Self-driving tractor enables autonomous farming
A California startup confirmed it has delivered the first examples of the world’s “first commercially available electric, driver-optional smart tractor.”
Bay Area-based Monarch has sold six units of its zero-emissions Founder Series MK-V to leading wine, spirit and beer producer Constellation Brands.
It’s being claimed that the MK-V has the potential to reshape agriculture as we know it thanks to its use of electrification, automation and data analysis to help farmers reduce their carbon footprint, improve safety, streamline operations and increase profitability.

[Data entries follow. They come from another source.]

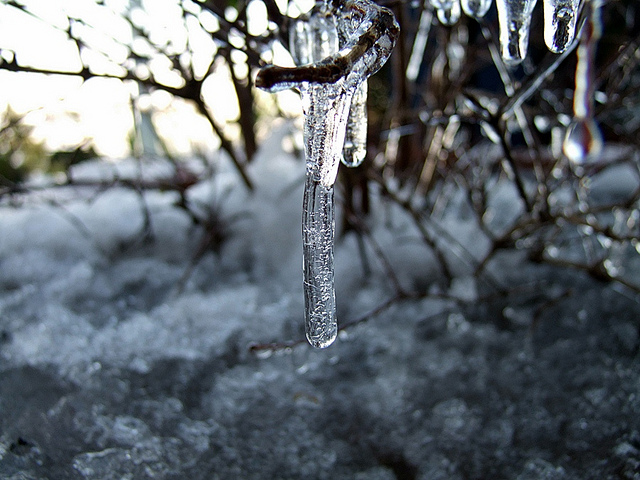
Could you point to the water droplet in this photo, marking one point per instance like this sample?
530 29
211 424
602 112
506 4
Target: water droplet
583 141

What Monarch terms its “driver optional” functionality comes via a suite of autonomous and robotics hardware and software tech, including the Nvidia Jetson edge artificial intelligence platform. This enables the MK-V to perform pre-programmed tasks without a driver – or allows an operator to implement “shadow mode,” which sees the tractor follow a worker performing a task.
Several tractors can be remotely operated by a single individual at any one time, which is hoped will help to address an alarming shortage of tractor drivers in the industry.
But the functionality goes well beyond that. The MK-V’s deep learning suite allows what might be considered autonomous farming, with crop data collected, analyzed and processed daily thanks to an array of sensors and cameras, some of which are 3D.